There are many different types of software tests, each with specific objectives and strategies:

  • Acceptance testing: Verifying whether the whole system works as intended.
  • Integration testing: Ensuring that software components or functions operate together.
  • Unit testing: Validating that each software unit performs as expected. A unit is the smallest testable component of an application.
  • Functional testing: Checking functions by emulating business scenarios, based on functional requirements. Black-box testing is a common way to verify functions.
  • Performance testing: Testing how the software performs under different workloads. Load testing, for example, is used to evaluate performance under real-life load conditions.
  • Regression testing: Checking whether new features break or degrade functionality. Sanity testing can be used to verify menus, functions and commands at the surface level, when there is no time for a full regression test.
  • Stress testing: Testing how much strain the system can take before it fails. Considered to be a type of non-functional testing.
  • Usability testing: Validating how well a customer can use a system or web application to complete a task.

In each case, validating base requirements is a critical assessment. Just as important, exploratory testing helps a tester or testing team uncover hard-to-predict scenarios and situations that can lead to software errors.

Capacity Planning

Capacity planning enables an organization to meet the changing demands for its products by allocating the correct resources.

At its core, capacity management must follow three basic principles in order to keep a service scalable, usable, and manageable:

  • Services must use their resources efficiently. Large services that require a considerable amount of resources are expensive to deploy and maintain.
  • Services must run reliably. Limiting resource capacity to improve service efficiency can put the service at risk of malfunctioning and suffering user-facing outages. There is a tradeoff between service efficiency and reliability.
  • Service growth must be anticipated. Adding resources to a service can take a long time and has real world limitations around deployment. This may involve buying and deploying new equipment or building new datacenters. It may also require increasing capacity for other software systems and infrastructure that are dependencies of the service.

Development

Before development begins, it is important to do some research to make sure the product that you are creating doesn’t already exist. After doing some research, you can often find that an off-the-shelf product that meets your requirements already exists.

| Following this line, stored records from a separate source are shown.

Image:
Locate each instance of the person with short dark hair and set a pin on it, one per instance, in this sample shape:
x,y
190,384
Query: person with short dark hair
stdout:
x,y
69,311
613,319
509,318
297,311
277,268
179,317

Ensuring that you are solving a problem that will be widely impactful, instead of focusing on fixing a pet peeve that has been bothering you, is critical.

If you do decide to build the product, you should take the time to figure out what has already been done elsewhere, and what other companies have done to address the problem you are trying to solve.

Product

Finally, having made our way up the reliability pyramid, we find ourselves at the point of having a workable product.

It’s really hard to design products by focus groups. A lot of times, people don’t know what they want until you show it to them.